私は今日もいつものように朝早く起きて窓を開けた。今日も変わらず晴れていて眩しい光が入ってくる。いっぱいの光を浴びて目を覚ました。私は顔を洗っていつものように朝ごはんを食べることにした。ご飯を作りながら私はこ昨日のことを思い出す。昨日は本当にみんなに迷惑をかけて申し訳なかった。蜜柑はずっと私のそばにいてくれたし、麻莉や椿にも心配させてしまった。しかも霞先生に車で送ってもらったし本当に申し訳ない気持ちで仕方なかった。蜜柑なんかは帰ってきてからも私のことをずっと心配してくれて、本当に感謝するしかなかった。私がごめんと言うたび蜜柑は私は悪くないと否定してくれる。誰だってあの状況は怖いし、断ろうとしただけ私は偉いと褒めてくれる。そんな蜜柑の言葉で私の心は暖かくなった。それでもこのままの私でいるわけにはいかない。嫌なことは嫌と言えるようにならないと周りの人を不幸にしてしまう。そんなことをずっと頭の中で考えながら私はご飯を食べた。ちょうどその時いつもよりかなり早く蜜柑が起きてきた。

「咲おはよう。よく眠れた?」

蜜柑は私に優しく微笑みかける。私はそんな蜜柑を見ると何故かすごくドキドキする。

「う、うん蜜柑のお陰でぐっすり眠れたよ。昨日は本当にありがとう。」

「全然大丈夫だよ。咲が元気なら何よりだから。それより今日はどうする?」

今日は何をするか悩んだがとりあえずバスケ部の入部体験に行くことにした。

「今日はとりあえずバスケ部の入部体験に行こうかな。」

「了解。バスケ部は朝から活動してるらしいからご飯食べたら行こっか。」

「うん。」

ゆっくりと二人でご飯を食べていると、玄関からチャイムの音がした。

「誰だろう?」

「とりあえず私が見てくるよ。」

「いや不審者かもしれないから私が見に行く。」

そう言って蜜柑が玄関のドアを開けた。ここは寮なんだからそこまで警戒しなくてもいいと思うのに。でもそうやって気遣ってくれるのは嬉しい。

「もしもし、どなたでしょうか?」

「私ですよ。こんな朝早くからすみません。」

霞先生はそう言うと、ドアを開けて部屋に入ってきた。

「二人とも今お時間取らせていただいても?」

「何かあるんですか?」

「昨日のことについてお二人から色々と聞きたいと思いまして。」

そういえば昨日そんなことを言ってた気がする。

「全然大丈夫です。」

私が答えると蜜柑が霞先生に質問した。

「質問は別々にですか?」

前から少し気になっていたが蜜柑は霞先生に対して若干あたりが強い気がする。この前も胡散臭いとか言ってたし。
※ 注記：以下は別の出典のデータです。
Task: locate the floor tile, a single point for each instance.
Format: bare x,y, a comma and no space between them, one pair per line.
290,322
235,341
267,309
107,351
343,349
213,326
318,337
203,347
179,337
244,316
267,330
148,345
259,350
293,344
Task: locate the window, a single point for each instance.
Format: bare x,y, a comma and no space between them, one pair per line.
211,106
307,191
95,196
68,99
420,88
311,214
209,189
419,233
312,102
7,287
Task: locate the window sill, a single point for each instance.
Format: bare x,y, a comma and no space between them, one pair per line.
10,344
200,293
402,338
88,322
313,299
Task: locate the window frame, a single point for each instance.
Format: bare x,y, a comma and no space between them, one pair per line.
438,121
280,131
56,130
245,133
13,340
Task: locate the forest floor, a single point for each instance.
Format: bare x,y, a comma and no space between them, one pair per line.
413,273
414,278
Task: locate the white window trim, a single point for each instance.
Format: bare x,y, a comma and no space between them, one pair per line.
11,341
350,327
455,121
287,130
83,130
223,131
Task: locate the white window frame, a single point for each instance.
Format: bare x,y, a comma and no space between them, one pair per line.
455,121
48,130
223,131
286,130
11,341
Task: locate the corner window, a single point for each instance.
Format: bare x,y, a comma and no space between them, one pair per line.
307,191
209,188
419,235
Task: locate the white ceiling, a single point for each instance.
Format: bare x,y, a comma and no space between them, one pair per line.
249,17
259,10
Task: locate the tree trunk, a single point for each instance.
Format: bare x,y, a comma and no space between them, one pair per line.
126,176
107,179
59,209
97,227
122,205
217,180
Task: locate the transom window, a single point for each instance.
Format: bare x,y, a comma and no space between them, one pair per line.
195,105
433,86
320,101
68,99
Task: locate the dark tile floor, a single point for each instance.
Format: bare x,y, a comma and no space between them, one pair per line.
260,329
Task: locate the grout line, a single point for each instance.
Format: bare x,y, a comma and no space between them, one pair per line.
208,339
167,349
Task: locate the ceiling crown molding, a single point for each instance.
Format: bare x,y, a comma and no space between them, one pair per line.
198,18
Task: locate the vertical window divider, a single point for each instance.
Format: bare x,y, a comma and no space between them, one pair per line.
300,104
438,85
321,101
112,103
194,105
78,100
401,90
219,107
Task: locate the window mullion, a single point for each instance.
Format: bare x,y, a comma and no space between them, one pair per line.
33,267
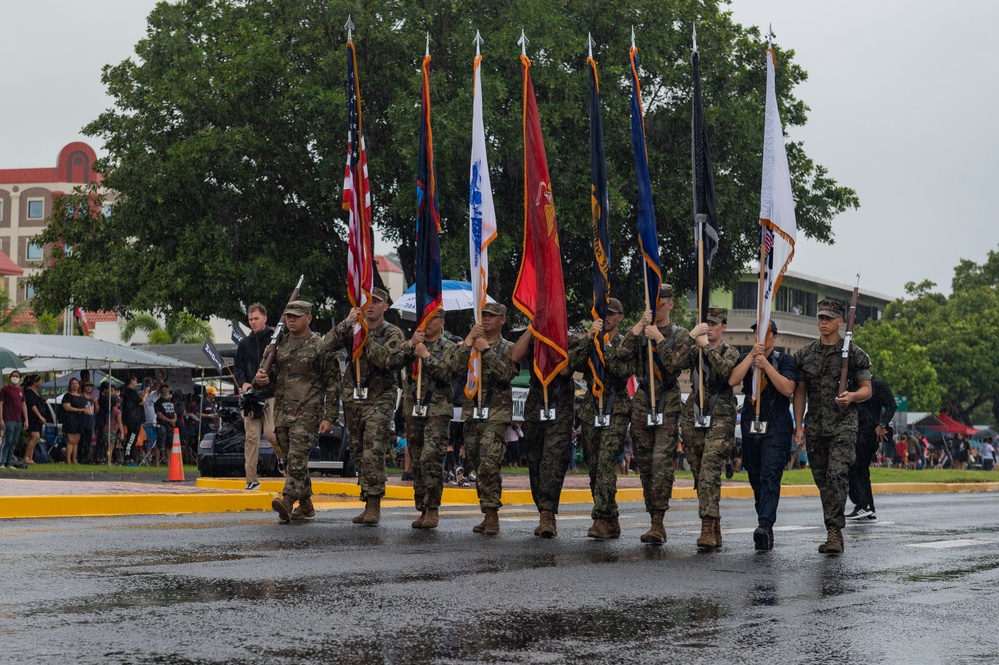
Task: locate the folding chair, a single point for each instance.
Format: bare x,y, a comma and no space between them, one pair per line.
149,445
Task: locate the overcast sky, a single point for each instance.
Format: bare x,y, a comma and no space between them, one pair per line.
903,100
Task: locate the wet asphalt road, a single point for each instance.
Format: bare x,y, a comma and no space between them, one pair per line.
922,586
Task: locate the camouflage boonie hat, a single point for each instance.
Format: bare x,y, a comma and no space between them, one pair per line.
494,308
717,315
298,308
831,308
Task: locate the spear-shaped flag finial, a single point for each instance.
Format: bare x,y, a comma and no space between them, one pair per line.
349,27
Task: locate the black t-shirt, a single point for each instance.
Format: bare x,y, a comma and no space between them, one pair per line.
166,407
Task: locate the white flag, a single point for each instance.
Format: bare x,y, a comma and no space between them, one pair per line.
778,228
482,222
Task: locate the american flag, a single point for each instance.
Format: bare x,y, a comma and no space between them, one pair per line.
357,202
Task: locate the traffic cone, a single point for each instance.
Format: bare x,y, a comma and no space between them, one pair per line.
176,460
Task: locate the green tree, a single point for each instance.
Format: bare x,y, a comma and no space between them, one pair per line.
226,145
178,328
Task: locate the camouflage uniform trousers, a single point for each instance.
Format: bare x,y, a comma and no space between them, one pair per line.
485,445
370,426
707,451
830,458
549,447
298,439
427,441
602,446
655,452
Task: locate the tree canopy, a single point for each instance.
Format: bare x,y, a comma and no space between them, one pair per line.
226,146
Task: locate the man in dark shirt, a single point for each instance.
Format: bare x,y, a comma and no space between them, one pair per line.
166,420
249,355
874,426
766,454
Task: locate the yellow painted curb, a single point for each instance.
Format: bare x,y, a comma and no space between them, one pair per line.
90,505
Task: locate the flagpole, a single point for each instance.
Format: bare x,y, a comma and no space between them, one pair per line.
759,326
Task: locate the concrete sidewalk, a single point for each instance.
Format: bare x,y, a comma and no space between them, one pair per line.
20,498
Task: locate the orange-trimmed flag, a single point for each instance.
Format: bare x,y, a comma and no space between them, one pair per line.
540,290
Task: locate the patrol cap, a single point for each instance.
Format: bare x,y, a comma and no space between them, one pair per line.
298,308
717,315
773,326
831,308
494,308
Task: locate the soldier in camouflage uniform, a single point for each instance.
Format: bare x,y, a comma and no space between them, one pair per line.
427,435
548,443
708,449
306,374
485,439
655,447
603,445
832,416
369,420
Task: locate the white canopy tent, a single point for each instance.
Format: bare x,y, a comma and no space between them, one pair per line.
48,353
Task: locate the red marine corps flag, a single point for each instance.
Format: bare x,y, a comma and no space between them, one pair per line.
357,202
540,291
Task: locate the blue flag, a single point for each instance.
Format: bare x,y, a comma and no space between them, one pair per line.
429,296
648,241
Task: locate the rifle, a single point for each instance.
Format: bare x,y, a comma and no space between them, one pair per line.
270,353
848,338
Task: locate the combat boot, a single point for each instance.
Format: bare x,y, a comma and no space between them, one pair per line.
656,535
600,530
283,503
374,511
834,541
490,525
360,518
613,528
707,539
304,509
547,526
431,518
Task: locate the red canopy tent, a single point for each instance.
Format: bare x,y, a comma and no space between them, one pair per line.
951,426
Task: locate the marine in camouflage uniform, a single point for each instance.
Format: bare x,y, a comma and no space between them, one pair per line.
485,440
306,378
603,445
831,421
655,447
548,443
427,436
369,421
708,449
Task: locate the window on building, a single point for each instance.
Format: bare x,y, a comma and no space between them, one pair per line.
36,209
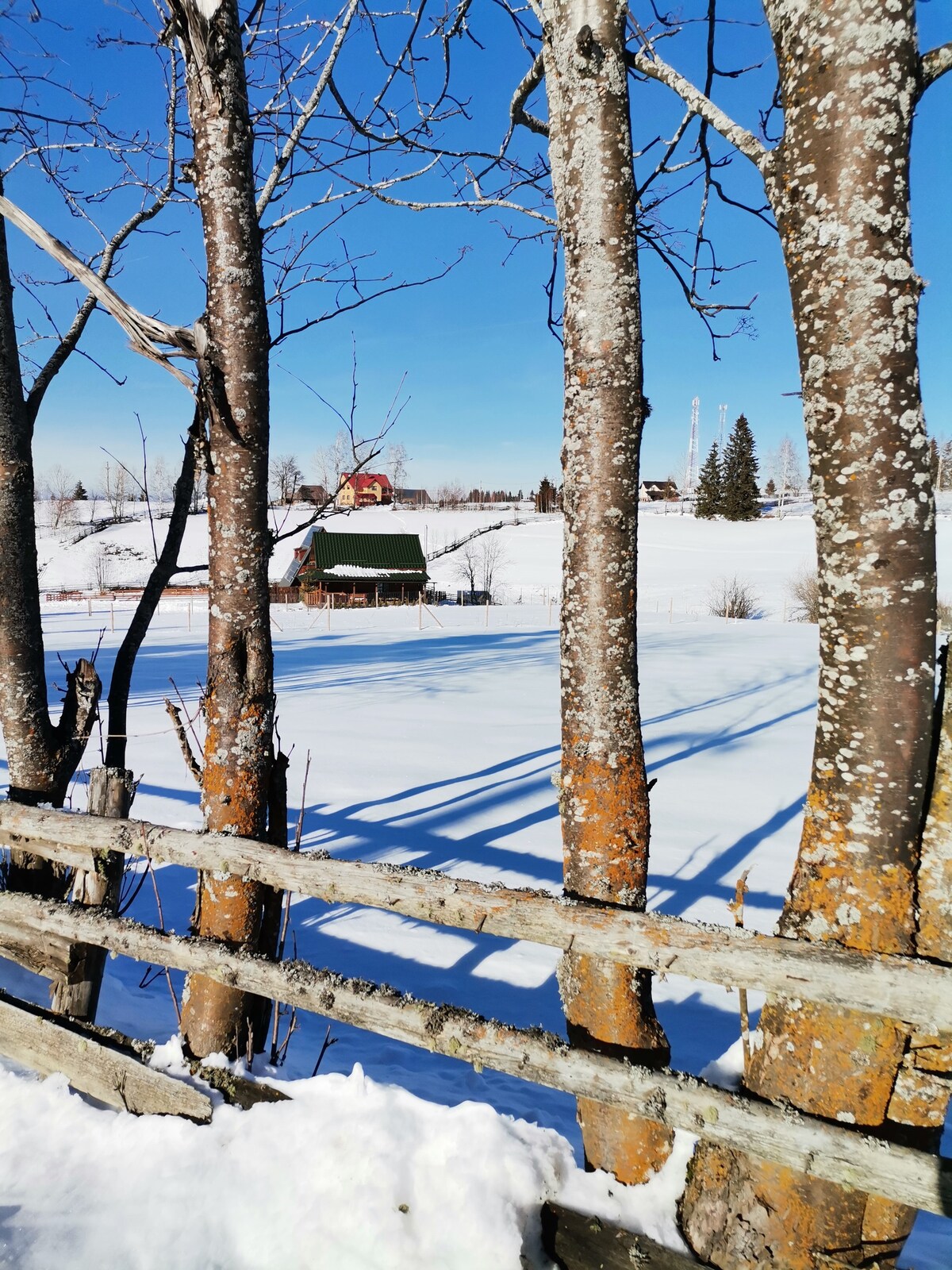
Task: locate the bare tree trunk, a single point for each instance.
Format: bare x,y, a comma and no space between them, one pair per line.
159,578
42,757
605,804
234,347
839,188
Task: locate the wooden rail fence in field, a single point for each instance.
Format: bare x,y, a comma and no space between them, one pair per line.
916,992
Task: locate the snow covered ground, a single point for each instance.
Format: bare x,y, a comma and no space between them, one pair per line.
435,747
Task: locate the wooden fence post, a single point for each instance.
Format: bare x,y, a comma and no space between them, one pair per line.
111,791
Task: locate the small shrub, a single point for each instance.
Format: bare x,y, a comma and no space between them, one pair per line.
804,590
733,597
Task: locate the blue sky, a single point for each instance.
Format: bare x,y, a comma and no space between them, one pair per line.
482,372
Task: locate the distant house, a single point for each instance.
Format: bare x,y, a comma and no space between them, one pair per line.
658,491
359,568
315,495
416,498
365,489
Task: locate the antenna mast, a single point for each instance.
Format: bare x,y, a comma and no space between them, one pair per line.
691,469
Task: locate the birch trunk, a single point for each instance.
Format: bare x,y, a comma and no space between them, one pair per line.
839,190
603,802
234,344
42,757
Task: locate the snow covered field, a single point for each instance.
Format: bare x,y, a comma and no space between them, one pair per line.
433,747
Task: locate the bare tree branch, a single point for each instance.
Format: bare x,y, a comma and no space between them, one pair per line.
517,107
190,761
933,65
306,114
647,63
144,332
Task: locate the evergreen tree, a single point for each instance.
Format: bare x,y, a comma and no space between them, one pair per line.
946,467
708,501
546,499
935,467
740,495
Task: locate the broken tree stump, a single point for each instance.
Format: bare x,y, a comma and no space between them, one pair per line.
76,994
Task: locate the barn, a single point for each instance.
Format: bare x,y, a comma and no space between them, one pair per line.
359,568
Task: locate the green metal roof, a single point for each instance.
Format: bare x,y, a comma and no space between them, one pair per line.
390,552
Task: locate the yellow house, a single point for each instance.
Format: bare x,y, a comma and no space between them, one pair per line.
365,489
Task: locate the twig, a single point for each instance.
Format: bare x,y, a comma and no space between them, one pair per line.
162,926
328,1041
286,918
736,907
190,761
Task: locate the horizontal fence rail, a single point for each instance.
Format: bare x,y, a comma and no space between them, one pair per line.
904,988
785,1137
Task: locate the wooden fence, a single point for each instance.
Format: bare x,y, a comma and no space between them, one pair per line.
916,992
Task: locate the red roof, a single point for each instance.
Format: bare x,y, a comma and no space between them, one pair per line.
363,480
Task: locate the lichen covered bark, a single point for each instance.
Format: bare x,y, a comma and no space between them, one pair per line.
232,343
839,190
603,800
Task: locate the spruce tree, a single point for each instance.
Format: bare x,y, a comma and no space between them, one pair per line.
710,492
740,495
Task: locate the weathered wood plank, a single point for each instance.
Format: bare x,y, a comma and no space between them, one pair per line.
579,1242
838,1155
46,956
913,991
76,994
36,1039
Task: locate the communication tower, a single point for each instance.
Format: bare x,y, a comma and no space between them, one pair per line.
691,468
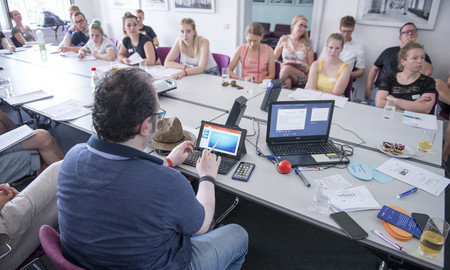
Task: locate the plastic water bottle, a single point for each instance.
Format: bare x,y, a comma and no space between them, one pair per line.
94,79
41,42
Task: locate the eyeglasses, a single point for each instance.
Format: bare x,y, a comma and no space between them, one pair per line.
160,115
406,32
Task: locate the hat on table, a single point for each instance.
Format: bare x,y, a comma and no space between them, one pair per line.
169,133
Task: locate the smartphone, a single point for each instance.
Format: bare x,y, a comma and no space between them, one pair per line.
349,225
5,249
421,219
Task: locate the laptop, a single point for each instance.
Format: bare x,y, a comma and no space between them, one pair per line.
298,131
230,146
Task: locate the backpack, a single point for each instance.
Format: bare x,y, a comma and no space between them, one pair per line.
48,18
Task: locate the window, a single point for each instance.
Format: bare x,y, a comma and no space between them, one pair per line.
30,9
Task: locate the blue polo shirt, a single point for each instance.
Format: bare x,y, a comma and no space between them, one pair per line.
119,208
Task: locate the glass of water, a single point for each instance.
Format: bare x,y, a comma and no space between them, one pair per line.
389,110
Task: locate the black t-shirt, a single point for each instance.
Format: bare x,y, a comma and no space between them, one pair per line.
140,47
413,91
388,62
147,30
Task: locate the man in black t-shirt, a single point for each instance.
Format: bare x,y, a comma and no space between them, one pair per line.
388,62
144,29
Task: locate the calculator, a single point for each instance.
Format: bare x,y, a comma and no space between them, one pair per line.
243,171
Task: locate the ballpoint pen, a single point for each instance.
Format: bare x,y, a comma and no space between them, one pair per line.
392,243
413,117
401,195
300,174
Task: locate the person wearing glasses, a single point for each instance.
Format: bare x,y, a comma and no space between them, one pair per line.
20,33
353,52
74,40
195,56
387,62
145,29
297,52
134,210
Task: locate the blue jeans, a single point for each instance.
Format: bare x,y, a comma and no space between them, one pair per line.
222,248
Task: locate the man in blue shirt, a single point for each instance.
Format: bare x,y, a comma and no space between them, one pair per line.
120,208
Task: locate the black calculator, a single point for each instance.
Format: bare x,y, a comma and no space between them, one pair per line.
243,171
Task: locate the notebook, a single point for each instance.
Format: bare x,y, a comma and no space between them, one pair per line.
298,131
230,147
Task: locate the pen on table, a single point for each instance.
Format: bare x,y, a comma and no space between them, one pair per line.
300,174
413,117
310,168
401,195
212,148
382,236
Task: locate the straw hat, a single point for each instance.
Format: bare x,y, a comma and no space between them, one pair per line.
169,133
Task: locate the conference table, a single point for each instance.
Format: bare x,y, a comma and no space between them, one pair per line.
202,97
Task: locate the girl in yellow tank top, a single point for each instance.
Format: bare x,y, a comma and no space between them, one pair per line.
330,74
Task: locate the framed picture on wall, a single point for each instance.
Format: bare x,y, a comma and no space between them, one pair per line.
260,2
396,13
281,2
127,4
155,4
204,6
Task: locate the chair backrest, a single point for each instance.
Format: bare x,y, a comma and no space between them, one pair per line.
222,61
51,243
277,70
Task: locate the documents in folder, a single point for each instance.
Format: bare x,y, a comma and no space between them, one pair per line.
28,97
14,136
303,94
353,199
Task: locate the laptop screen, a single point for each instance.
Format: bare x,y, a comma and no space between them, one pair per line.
229,139
299,120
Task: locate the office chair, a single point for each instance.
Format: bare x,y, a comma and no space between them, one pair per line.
51,243
222,61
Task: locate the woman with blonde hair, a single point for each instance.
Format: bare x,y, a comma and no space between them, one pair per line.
297,52
193,49
20,32
136,42
408,89
98,45
330,74
257,60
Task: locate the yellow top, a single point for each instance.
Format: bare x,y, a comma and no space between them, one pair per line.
326,83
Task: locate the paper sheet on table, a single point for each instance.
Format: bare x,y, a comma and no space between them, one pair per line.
161,72
304,94
135,59
353,199
28,97
420,120
15,136
414,175
67,110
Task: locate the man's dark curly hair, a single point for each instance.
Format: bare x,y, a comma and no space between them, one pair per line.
123,99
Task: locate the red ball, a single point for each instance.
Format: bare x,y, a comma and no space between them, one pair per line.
284,166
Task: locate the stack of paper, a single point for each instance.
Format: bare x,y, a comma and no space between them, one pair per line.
353,199
303,94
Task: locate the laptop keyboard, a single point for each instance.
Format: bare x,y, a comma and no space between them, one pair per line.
304,148
225,163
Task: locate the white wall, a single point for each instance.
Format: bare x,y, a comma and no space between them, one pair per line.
223,36
376,38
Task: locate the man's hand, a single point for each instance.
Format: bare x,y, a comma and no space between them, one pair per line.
179,154
208,164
「いえ、一緒で構いませんよ。それでは色々とお聞きしますね。」

「はい。」

「ではまずは、日野さんに質問です。咲さんに話しかけてきた男は何人いましたか?」

「四人です。」

隠れていなければ四人だったはず。全員いかつい見た目をしており怖かった。

「なるほど。その男達に何かされたりはしてないでしょうか?」

「腕を掴まれたくらいで他は特に。」

私がそう言うと蜜柑はすごい怒っていた。

「あいつら咲に触るなんて許せない。」

「ええ。それは私もです。日野さんは私の大事な生徒ですので。それでどのようにして腕を掴まれたんですか?」

「男の人たちがナンパをしてきて私が断ったら無理やり掴んできたんです。それで私は怖くて咄嗟に逃げました。」

「なるほど。それは許せませんね。断ったのにそのまま行動に移してくるとはなんたる卑劣。その男達の顔を覚えてはいませんか?」

「あの時は怖くて顔を覚える余裕はありませんでした。」

「それは仕方ないですね。それでは次に浅野さんに質問しますね。日野さんが席を外してる時、浅野さんは何をしていましたか。」

「私は麻莉と二人で椿の所に行って、咲が来るのを待ってました。でもなかなか咲が帰って来ないなと不安になってたら、咲が帰ってきて咲が私に抱きついてきたって感じです。」

「なるほど。浅野さんは日野さんについて行かなかったんですね。」

「はい。トイレに行くくらいなら大丈夫かなと思って、私たちは咲を1人にしました。これは私の責任です。」

「いえ。悪いのは男達であって浅野さんではありません。私こそ責めてるような言い方になってしまって申し訳ありません。」

「いえ、大丈夫です。それでその後私が先生を呼んだって感じです。

「なるほど、大体の状況は分かりました。じゃあこの辺で質問は、終わります。それで今度から咲さんはあまり外に出ないようにしてください。」

「何でですか?」

「残念なことに男達はまだ見つかってなくて。それで貴方たちは昨日制服で出かけましたね?」

「はい。」

「なのであの男達は、この学校の周りにまた現れるかもしれません。そうしたらまた咲さんが酷い目にあうかもしれないので。」

「でもそれって私だけじゃなく学校の人全員が危ないんじゃ。」

「ええ。なので投稿時間と下校時間の時だけ、警察が来てくれます。」

霞先生がそう言うと蜜柑がつっこんだ。

「いやいや。警察ってそんな簡単に動くものなんですか?」

「まあ最近不審者が多いって話ですし、警察側としても見逃せない話だとおもいますよ。あと警察とは特別なコネがあるので。」

霞先生は笑顔で言ってるがコネってマジか。蜜柑もかなり引いてるし。やはり霞先生は何を考えてるか全く分からない。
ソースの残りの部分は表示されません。